- Xunle Miao Ethnic Township Location in Guangxi
- Coordinates: 25°23′34″N 108°15′28″E﻿ / ﻿25.39278°N 108.25778°E
- Country: People's Republic of China
- Autonomous region: Guangxi
- Prefecture-level city: Hechi
- Autonomous county: Huanjiang Maonan Autonomous County
- Incorporated (township): 1933

Area
- • Total: 590 km^{2} (230 sq mi)

Population (2019)
- • Total: 28,563
- • Density: 48/km^{2} (130/sq mi)
- Time zone: UTC+08:00 (China Standard)
- Postal code: 547119
- Area code: 0778

Chinese name
- Simplified Chinese: 驯乐苗族乡
- Traditional Chinese: 馴樂苗族鄉

Standard Mandarin
- Hanyu Pinyin: Xùnlè Miáozú Xiāng

= Xunle Miao Ethnic Township =

Xunle Miao Ethnic Township (驯乐苗族乡) is an ethnic township in Huanjiang Maonan Autonomous County, Guangxi, China. As of the 2019 census it had a population of 28,563 and an area of 590 km2.

==Administrative division==
As of 2021, the township is divided into two communities and ten villages:
- Fushou Community (福寿社区)
- Pingzhi Community (平治社区)
- Pingmo (平莫村)
- Taiping (太平村)
- Quan'an (全安村)
- Shangang (山岗村)
- Daji (大吉村)
- Beishan (北山村)
- Zhenbei (镇北村)
- Kangning (康宁村)
- Changbei (长北村)
- Shunning (顺宁村)

==History==
The area belonged to Anhua Department (安化厅) during the Qing dynasty (1644–1911).

In 1933 during the Republic of China, Xunle Township and Dao'an Township were founded and came under the jurisdiction of Yibei County (宜北县).

In August 1951, it was under the jurisdiction of the 8th District. In February 1972, Shangchao Town (上朝镇) was set up here. In 1984, it was renamed Xunle Miao Ethnic Township. In 2005, Shangchao Town was merged into the township.

==Geography==
The township lies at the northern of Huanjiang Maonan Autonomous County, bordering Chuanshan Town and Libo County to the west, Luoyang Town to the south, Congjiang County to the north, and Longyan Township and Minglun Town to the east.

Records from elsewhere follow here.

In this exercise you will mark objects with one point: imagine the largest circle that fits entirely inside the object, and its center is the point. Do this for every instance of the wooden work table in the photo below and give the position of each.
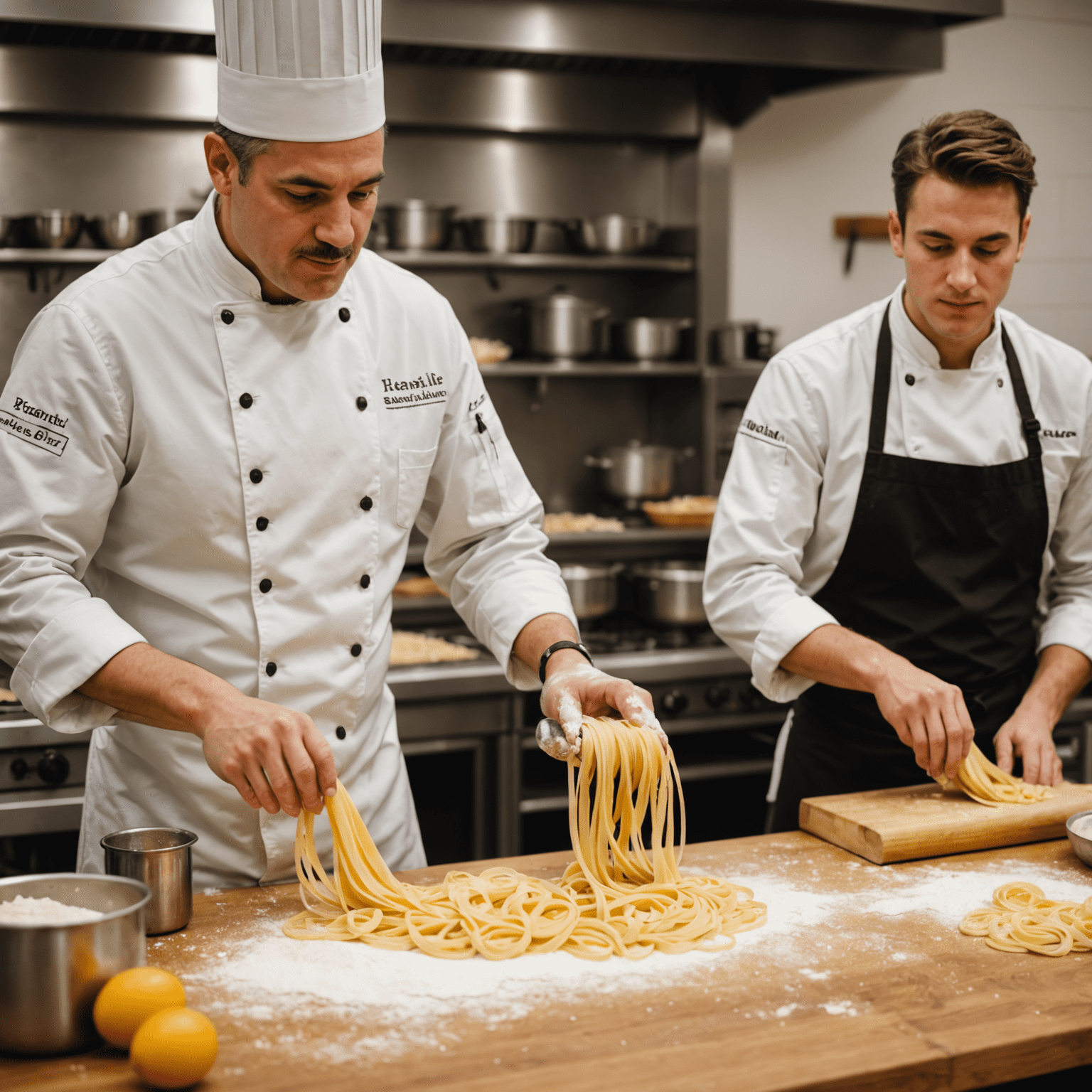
(861, 998)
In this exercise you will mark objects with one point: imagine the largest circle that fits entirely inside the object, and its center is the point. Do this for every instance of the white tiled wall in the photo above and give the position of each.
(813, 156)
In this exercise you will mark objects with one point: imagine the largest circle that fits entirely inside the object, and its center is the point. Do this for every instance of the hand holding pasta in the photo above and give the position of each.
(615, 899)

The township enjoys a subtropical humid monsoon climate, enjoying four distinct seasons and abundant precipitation. Its average temperature is 16.4 C.

==Economy==
The township's economy is based on nearby mineral resources and agricultural resources. The region abounds with coal, lead, zinc, iron, arsenopyrite, vanadium, and manganese. The main crops are rice and corn. Castanea mollissima is one of the important economic crops in the region.

==Demographics==

The 2019 census reported the township had a population of 28563.